The premise Keep It Simple for Students guides David’s teaching and writings. Through his many years of teaching applied statistics, his vision has come to include these four key principles:
- Show students the relevance of statistics.
- Familiarize students with software used in the real world.
- Provide guidance to students for using software.
- Give students ample practice in understanding how to apply statistics.
Show students the relevance of statistics. Students need a frame of reference when learning statistics, especially when statistics is not their major. For business students, that frame of reference should be the functional areas of business–that is, accounting, finance, information systems, management, and marketing. For students majoring in the liberal arts and sciences or in education, the frame of reference should be in the liberal arts, the sciences, or in education. Each statistical topic needs to be presented in an applied context related to at least one of these areas. The focus in teaching each topic should be on its application, the interpretation of results, the presentation of assumptions, the evaluation of the assumptions, and the discussion of what should be done if the assumptions are violated.
Familiarize students with software used in the real world. Integrating software into all aspects of an introductory statistics course allows the course to focus on interpretation of results instead of computations. Introductory statistics courses should recognize that spreadsheet programs and statistical packages are commonly found on a desktop computer, therefore making the interpretation of results more important than the tedious hand calculations required to produce them.

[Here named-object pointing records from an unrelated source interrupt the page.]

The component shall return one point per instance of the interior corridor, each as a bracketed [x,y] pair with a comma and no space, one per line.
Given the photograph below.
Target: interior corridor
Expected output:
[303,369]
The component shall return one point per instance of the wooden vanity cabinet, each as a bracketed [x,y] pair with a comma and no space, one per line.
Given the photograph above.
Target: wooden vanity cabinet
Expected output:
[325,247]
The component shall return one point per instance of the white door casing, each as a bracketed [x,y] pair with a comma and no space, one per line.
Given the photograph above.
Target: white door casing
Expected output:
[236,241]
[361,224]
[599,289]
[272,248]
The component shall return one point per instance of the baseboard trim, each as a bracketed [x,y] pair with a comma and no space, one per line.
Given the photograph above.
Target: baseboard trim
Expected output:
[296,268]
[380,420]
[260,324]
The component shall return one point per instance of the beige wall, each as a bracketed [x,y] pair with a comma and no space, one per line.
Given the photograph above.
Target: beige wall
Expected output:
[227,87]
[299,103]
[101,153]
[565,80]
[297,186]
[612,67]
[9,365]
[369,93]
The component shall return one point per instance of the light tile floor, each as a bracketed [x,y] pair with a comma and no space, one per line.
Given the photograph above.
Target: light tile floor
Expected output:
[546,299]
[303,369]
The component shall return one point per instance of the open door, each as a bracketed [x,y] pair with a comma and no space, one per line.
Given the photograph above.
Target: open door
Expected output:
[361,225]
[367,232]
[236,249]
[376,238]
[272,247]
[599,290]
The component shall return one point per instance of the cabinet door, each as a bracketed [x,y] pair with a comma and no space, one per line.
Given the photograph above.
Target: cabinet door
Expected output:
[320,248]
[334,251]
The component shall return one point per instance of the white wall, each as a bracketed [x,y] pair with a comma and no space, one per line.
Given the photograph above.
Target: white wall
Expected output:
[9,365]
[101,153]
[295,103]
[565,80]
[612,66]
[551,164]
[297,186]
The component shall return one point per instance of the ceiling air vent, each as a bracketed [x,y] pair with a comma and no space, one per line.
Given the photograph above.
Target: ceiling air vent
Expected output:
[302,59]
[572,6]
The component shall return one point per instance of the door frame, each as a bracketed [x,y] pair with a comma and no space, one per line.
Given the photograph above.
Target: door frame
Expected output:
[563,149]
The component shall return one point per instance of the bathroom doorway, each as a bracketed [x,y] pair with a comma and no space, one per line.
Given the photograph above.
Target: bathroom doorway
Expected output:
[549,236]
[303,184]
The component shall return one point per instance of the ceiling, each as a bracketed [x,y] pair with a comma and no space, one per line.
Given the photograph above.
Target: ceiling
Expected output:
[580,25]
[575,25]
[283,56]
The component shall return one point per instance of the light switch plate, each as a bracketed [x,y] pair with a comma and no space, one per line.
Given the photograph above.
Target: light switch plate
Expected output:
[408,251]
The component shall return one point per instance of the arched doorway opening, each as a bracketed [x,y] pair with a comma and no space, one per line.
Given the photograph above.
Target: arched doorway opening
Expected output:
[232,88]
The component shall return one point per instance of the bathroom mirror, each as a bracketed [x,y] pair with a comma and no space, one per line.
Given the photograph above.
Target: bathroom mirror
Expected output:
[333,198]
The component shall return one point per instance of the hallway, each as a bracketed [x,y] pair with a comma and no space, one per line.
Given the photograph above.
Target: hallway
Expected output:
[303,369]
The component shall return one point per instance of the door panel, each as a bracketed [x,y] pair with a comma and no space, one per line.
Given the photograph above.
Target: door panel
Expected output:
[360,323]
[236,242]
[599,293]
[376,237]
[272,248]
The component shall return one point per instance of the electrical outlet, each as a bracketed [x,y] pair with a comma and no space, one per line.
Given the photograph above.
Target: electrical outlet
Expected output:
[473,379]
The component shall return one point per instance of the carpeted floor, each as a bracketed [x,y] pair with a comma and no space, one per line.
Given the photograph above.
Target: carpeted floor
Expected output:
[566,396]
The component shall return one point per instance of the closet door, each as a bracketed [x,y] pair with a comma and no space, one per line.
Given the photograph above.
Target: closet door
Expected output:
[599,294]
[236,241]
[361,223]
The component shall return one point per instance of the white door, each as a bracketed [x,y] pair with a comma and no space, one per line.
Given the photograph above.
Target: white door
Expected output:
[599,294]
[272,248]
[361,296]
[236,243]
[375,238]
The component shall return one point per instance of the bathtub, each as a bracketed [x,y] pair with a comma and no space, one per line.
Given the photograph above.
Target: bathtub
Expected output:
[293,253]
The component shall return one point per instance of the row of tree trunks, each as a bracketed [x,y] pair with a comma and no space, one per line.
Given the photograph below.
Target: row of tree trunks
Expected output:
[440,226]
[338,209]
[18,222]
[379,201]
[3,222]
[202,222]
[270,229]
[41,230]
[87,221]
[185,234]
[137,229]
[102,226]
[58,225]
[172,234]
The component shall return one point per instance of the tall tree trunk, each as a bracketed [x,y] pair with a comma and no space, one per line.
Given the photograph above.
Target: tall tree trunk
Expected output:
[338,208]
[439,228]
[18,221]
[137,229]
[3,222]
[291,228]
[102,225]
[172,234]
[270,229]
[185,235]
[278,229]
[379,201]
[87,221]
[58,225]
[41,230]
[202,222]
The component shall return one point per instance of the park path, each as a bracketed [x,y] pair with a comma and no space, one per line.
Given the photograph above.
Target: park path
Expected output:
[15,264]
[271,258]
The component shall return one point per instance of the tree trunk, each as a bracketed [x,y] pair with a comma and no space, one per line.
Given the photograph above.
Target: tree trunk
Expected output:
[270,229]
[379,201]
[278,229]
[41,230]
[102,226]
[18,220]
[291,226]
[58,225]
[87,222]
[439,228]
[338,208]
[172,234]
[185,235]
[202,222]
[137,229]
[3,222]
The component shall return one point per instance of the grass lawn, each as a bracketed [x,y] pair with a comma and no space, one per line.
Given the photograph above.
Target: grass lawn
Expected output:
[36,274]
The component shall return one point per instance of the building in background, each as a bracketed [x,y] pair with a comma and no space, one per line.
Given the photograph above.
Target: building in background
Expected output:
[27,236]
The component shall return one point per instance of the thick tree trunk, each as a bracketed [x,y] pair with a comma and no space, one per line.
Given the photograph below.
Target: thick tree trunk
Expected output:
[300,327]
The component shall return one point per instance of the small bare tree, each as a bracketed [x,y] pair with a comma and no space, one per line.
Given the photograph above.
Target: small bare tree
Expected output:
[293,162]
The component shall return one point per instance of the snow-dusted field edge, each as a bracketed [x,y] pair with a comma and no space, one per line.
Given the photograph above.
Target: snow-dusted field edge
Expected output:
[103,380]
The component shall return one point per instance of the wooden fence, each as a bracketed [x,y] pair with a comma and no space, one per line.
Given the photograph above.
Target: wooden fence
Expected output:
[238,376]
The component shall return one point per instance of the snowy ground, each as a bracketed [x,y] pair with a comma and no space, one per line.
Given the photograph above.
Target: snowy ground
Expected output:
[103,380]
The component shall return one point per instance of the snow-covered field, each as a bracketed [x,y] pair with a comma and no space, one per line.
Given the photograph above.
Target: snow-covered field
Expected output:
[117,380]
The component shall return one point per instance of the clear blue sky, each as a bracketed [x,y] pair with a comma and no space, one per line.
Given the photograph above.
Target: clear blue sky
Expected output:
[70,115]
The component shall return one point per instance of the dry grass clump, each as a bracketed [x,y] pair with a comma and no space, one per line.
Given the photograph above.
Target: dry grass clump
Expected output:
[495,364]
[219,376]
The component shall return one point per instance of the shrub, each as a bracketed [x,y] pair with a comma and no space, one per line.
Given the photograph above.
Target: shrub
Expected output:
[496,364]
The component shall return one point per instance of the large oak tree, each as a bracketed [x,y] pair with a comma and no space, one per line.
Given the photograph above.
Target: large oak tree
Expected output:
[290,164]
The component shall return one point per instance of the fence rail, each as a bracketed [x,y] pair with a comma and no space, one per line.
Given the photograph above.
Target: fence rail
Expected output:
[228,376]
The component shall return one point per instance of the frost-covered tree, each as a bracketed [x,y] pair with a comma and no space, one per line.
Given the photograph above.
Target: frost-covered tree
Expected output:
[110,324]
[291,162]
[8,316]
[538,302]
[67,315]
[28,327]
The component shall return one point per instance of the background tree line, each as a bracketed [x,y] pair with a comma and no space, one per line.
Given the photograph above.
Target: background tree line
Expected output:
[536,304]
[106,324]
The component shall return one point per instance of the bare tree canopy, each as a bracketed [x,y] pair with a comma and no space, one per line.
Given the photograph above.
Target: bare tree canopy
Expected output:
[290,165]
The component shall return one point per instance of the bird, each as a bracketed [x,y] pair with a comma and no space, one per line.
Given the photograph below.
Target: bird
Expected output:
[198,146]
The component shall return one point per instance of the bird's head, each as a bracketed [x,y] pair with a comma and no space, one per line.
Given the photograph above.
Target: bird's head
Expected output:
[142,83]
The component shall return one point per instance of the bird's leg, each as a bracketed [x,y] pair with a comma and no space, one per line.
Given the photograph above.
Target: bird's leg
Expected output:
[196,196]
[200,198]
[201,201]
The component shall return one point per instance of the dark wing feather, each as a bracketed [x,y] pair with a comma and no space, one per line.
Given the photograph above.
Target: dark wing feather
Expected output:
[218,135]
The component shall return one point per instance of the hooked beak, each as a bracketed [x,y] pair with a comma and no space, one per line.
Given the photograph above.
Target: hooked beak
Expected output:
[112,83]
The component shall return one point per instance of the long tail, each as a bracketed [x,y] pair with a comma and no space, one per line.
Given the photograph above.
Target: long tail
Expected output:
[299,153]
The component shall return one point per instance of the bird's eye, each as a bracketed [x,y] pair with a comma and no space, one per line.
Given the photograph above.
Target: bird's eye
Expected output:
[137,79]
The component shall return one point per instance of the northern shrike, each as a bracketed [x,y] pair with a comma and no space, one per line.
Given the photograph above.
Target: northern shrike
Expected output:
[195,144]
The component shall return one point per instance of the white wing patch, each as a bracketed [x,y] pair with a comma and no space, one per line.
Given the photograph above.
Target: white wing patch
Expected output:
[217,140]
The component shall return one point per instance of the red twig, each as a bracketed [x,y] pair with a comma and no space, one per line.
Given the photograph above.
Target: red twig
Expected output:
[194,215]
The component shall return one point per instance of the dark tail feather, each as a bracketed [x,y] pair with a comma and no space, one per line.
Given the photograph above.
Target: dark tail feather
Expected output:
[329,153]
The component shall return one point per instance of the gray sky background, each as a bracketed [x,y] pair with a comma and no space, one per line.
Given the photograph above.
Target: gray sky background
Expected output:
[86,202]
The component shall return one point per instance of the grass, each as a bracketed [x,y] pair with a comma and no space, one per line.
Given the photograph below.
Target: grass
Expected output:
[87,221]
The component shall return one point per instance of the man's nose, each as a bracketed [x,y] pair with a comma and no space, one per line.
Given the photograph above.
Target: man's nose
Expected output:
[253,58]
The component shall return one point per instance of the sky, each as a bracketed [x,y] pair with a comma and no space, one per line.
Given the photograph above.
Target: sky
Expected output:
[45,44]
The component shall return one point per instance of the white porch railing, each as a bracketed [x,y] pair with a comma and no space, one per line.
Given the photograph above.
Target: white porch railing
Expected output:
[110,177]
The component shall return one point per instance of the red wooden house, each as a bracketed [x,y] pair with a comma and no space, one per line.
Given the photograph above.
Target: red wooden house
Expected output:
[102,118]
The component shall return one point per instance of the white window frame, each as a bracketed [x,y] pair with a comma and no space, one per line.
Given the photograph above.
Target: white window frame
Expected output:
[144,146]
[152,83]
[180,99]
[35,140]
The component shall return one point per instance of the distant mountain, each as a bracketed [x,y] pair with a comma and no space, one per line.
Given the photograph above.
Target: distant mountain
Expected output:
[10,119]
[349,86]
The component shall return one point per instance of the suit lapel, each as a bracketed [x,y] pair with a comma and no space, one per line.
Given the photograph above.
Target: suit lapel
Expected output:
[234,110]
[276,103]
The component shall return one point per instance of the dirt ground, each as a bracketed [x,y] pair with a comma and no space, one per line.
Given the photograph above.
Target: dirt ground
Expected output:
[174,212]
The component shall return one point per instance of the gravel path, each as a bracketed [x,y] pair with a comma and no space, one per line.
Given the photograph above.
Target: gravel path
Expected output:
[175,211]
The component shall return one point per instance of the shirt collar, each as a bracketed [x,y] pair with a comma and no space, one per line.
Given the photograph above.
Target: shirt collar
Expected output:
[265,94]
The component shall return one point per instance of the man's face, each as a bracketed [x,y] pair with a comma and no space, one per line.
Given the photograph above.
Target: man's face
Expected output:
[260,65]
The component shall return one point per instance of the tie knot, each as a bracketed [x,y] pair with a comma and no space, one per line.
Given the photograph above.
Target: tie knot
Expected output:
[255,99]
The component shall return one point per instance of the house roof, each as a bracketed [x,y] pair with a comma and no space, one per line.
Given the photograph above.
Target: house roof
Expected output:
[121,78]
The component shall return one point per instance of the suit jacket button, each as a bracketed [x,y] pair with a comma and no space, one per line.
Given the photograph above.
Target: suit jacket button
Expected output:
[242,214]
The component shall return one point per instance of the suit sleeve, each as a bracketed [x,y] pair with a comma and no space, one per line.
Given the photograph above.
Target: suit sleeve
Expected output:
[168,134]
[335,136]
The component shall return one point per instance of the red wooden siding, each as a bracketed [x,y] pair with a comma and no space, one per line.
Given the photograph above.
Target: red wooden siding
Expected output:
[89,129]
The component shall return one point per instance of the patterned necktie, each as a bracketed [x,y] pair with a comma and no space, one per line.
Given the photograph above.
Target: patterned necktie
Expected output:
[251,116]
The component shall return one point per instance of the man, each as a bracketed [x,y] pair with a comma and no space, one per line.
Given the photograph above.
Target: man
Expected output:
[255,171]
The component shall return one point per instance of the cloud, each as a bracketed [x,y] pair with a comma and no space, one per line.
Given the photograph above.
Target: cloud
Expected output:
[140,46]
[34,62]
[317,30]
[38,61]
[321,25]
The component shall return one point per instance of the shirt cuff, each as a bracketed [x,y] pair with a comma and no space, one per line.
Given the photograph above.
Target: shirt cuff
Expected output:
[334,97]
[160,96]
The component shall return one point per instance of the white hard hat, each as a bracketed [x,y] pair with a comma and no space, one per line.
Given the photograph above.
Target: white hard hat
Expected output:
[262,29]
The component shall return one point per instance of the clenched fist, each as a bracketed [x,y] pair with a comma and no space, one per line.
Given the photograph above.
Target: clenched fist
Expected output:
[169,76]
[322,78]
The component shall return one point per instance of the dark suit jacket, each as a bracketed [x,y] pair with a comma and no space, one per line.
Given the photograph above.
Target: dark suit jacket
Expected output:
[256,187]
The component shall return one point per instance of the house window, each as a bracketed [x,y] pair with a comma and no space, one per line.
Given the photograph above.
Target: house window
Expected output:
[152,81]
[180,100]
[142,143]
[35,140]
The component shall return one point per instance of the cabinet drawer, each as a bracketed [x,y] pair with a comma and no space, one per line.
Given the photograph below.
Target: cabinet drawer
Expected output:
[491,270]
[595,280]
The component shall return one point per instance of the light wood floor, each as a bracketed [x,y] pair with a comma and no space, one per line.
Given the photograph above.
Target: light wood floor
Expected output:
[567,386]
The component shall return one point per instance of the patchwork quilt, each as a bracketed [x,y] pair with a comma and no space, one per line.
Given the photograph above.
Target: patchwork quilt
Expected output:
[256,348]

Provide guidance to students for using software. Books should contain clear instructions to help students effectively use the programs that are integrated with the study of statistics, without having those instructions dominating the book or the courses in which they are used.
Give students ample practice in understanding how to apply statistics. Both classroom examples and homework exercises should involve actual or realistic data as much as possible. Students should work with data sets, both small and large, and be encouraged to look beyond the statistical analysis of data to the interpretation of results.